Bemerkenswert aber ist die todernste Performance von Johnny Depp, dem man nach »Fluch der Karibik« und »Mortdecai« eigentlich nur noch Karikaturen zutraute. Auch sein James »Whitey« Bulger wirkt (schon wegen der aufwendigen Maske) etwas aufgesetzt, doch beweist Depp, dass er eben immer noch Schauspieler genug ist, um dies auszugleichen und einen der besten Auftritte seiner Karriere abzuliefern. Auch die 70er- und 80er-Jahre-Ausstattung (Szenenbild: Stefania Cella) und die kühlen und durchkomponierten Bilder des Kameramanns Masanobu Takayanagi können bestechen.

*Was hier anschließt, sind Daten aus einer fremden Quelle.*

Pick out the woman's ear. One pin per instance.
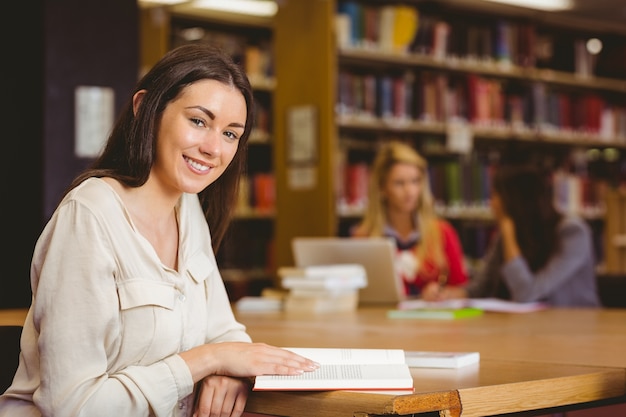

Der echte Bulger war übrigens nach seinem Verschwinden 1994 fast 17 Jahre lang auf der Flucht, stand lange Zeit auf den Fahndungslisten gleich hinter Osama Bin Laden. 2011 wurde er schließlich in Kalifornien verhaftet und sitzt als nun 86-Jähriger die Haftstrafe für elf Morde ab. Auch war er ein Vorbild für Jack Nicholsons Charakter in Martin Scorseses »The Departed« von 2006 – einem Film, den sich der flüchtige Bulger damals heimlich im Kino ansah, wie er einst prahlte.